Schwenningens Nicholas Petersen zieht ab aufs Tor von Haie-Keeper Danny aus den Birken Foto: dpa

Nach zehn Jahren Abstinenz kehrten die Wild Wings aus Schwenningen zurück in die DEL – obwohl das Team auf dem vorletzten Tabellenplatz liegt, herrscht Zuversicht im Schwarzwald.

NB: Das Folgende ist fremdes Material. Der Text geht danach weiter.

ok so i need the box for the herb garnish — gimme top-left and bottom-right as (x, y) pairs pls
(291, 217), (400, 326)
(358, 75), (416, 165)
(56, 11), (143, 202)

Villingen-Schwenningen - Die Haie kommen? Wunderbar, nur her damit – dann gibt’s Fischstäbchen! Die Haie aus Köln sind so etwas wie der Lieblingsgegner der Wild Wings in der Deutschen Eishockey-Liga (DEL) – am 27. September und am 2. Februar schlug der Liga-Neuling aus Schwenningen den Titelmitfavoriten aus Köln in der Helios-Arena jeweils mit 2:1. Und auch am Rhein siegten die Schwarzwald-Schwäne einmal mit 3:0. „Diese Spiele zählten zu den absoluten Höhepunkten der Saison“, schwärmt Alexander Jäger, der Manager der Wild Wings, „aber auch die Derbys gegen Adler Mannheim waren echte Eishockey-Leckerbissen, auch wenn wir dabei verloren haben.“

Hört sich doch gut an; das klingt, als ob der Neustart der Schwenninger in der DEL nach zehn Jahren Abstinenz ein wunderhübsches, wahres Eismärchen wäre – doch ein Blick auf die Tabelle zeigt, dass die Realität nicht ganz so rosarot daherkommt. Vorletzter sind die Schwenninger. Und jetzt, da es in der Hauptrunde auf die Zielgerade geht, ist Rang zehn und die Qualifikation für die Vor-Play-offs eigentlich nur noch theoretisch erreichbar. 13 Punkte in acht Spielen aufzuholen ist mindestens so kompliziert, wie einen Badener aus Villingen zu überzeugen, dass die Schwaben aus Schwenningen im schöneren Stadtteil leben. Natürlich sieht Jäger die Situation durch seine Vereinsbrille, doch er kann Argumente liefern, warum die Wild Wings auch auf Platz 13 noch längst keine Schwanengesänge anstimmen.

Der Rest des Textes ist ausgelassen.